Saat berpapasan dengan tukang ojek online, pedagang kaki lima, atau petugas kebersihan, berapa banyak dari kita yang secara tidak sadar langsung membuat asumsi tentang latar belakang pendidikan, kemampuan, atau bahkan karakter mereka? Fenomena ini menarik untuk dibahas karena mencerminkan bagaimana konstruksi sosial telah membentuk cara kita memandang dan menilai orang lain berdasarkan profesi mereka.
Artikel ini akan mengupas tuntas mengapa masyarakat Indonesia mudah merendahkan pekerjaan orang lain, faktor-faktor psikologis dan sosial yang melatarbelakanginya, serta bagaimana kita dapat membangun perspektif yang lebih sehat dalam memandang keberagaman profesi.
Akar Masalah: Stratifikasi Sosial dalam Budaya Indonesia
Warisan Sistem Kasta Modern
Di Indonesia, stratifikasi sosial bukan konsep asing. Meskipun sistem kasta secara resmi tidak ada, namun praktiknya masih terasa dalam penilaian masyarakat terhadap pekerjaan. Pekerjaan kantoran, dokter, pengacara, atau posisi di perusahaan besar dianggap prestise, sementara profesi seperti ojek online, buruh bangunan, atau pedagang kaki lima sering dipandang sebelah mata.
Menurut studi sosiologi, pembagian kelas sosial berdasarkan pekerjaan ini dikenal dengan konsep social stratification—kecenderungan manusia untuk mengelompokkan diri berdasarkan status sosial dan ekonomi. Di Indonesia, stratifikasi ini tidak hanya tentang penghasilan, tetapi juga tentang label pekerjaan yang disandang seseorang.
Dr. Sarlito Wirawan, psikolog sosial terkenal Indonesia, dalam bukunya "Psikologi Sosial" menjelaskan bahwa budaya feodal yang pernah ada di Indonesia turut membentuk pola pikir masyarakat dalam menilai status pekerjaan. Warisan budaya ini telah menciptakan hierarki tidak tertulis dalam memandang profesi.
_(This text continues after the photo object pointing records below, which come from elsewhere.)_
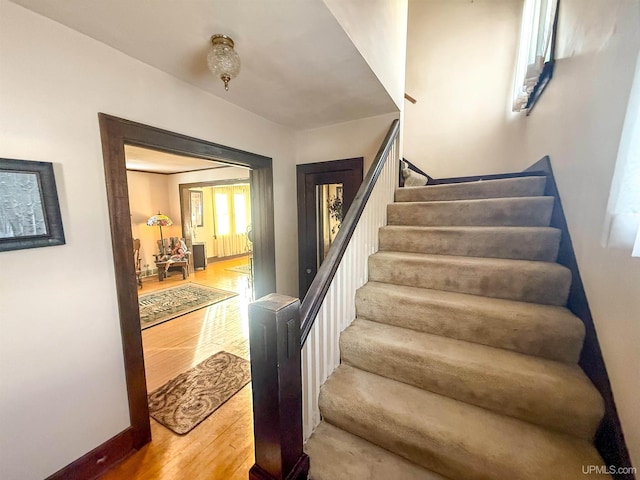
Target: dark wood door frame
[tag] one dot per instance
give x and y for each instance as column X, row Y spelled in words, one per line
column 351, row 171
column 115, row 133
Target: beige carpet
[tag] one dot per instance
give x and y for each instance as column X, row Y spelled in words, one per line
column 160, row 306
column 187, row 400
column 461, row 363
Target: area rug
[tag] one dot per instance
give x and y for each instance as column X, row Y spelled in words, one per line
column 163, row 305
column 184, row 402
column 246, row 269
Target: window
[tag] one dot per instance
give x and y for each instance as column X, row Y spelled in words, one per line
column 534, row 67
column 240, row 212
column 222, row 214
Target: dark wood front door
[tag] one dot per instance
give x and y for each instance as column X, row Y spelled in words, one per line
column 325, row 192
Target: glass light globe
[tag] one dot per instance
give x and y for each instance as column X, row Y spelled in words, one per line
column 222, row 59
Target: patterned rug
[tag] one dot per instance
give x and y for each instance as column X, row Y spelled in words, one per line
column 246, row 269
column 184, row 402
column 163, row 305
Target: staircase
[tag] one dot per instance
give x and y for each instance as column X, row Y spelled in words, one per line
column 461, row 363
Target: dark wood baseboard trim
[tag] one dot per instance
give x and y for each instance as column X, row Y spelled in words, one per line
column 299, row 472
column 93, row 464
column 609, row 439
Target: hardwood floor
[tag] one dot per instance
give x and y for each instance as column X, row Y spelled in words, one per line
column 221, row 447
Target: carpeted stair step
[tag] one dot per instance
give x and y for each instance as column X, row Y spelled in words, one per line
column 499, row 188
column 452, row 438
column 522, row 280
column 520, row 243
column 553, row 395
column 540, row 330
column 506, row 212
column 338, row 455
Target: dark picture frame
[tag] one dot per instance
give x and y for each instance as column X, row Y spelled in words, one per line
column 29, row 208
column 195, row 204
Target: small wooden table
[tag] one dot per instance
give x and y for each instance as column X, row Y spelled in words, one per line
column 163, row 267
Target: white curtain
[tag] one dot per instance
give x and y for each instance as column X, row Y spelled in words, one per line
column 622, row 223
column 232, row 217
column 535, row 48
Pendidikan dan Konstruksi Nilai Pekerjaan
Sejak kecil, anak-anak Indonesia sudah diperkenalkan dengan konsep "pekerjaan baik" versus "pekerjaan biasa". Orang tua sering mendorong anak untuk menjadi dokter, insinyur, atau pegawai BUMN, dan jarang yang mendorong anaknya untuk menjadi petani sukses atau pedagang inovatif.
Sistem pendidikan kita juga tidak sepenuhnya mendukung penghargaan terhadap beragam profesi. Penelitian dari Pusat Penelitian Kebijakan Pendidikan Indonesia menunjukkan bahwa 78% buku pelajaran dasar mendorong cita-cita konvensional seperti dokter, guru, dan pilot, dengan sangat sedikit representasi profesi lain yang sama pentingnya bagi masyarakat.
Aspek Psikologis di Balik Fenomena Merendahkan Pekerjaan Orang Lain
Social Comparison Theory: Ketika Membandingkan Menjadi Kebiasaan
Salah satu penjelasan psikologis mengapa orang mudah merendahkan pekerjaan orang lain adalah melalui Social Comparison Theory yang dikembangkan oleh psikolog Leon Festinger. Teori ini menjelaskan bahwa manusia secara alami memiliki kecenderungan untuk membandingkan diri dengan orang lain untuk menentukan nilai dirinya.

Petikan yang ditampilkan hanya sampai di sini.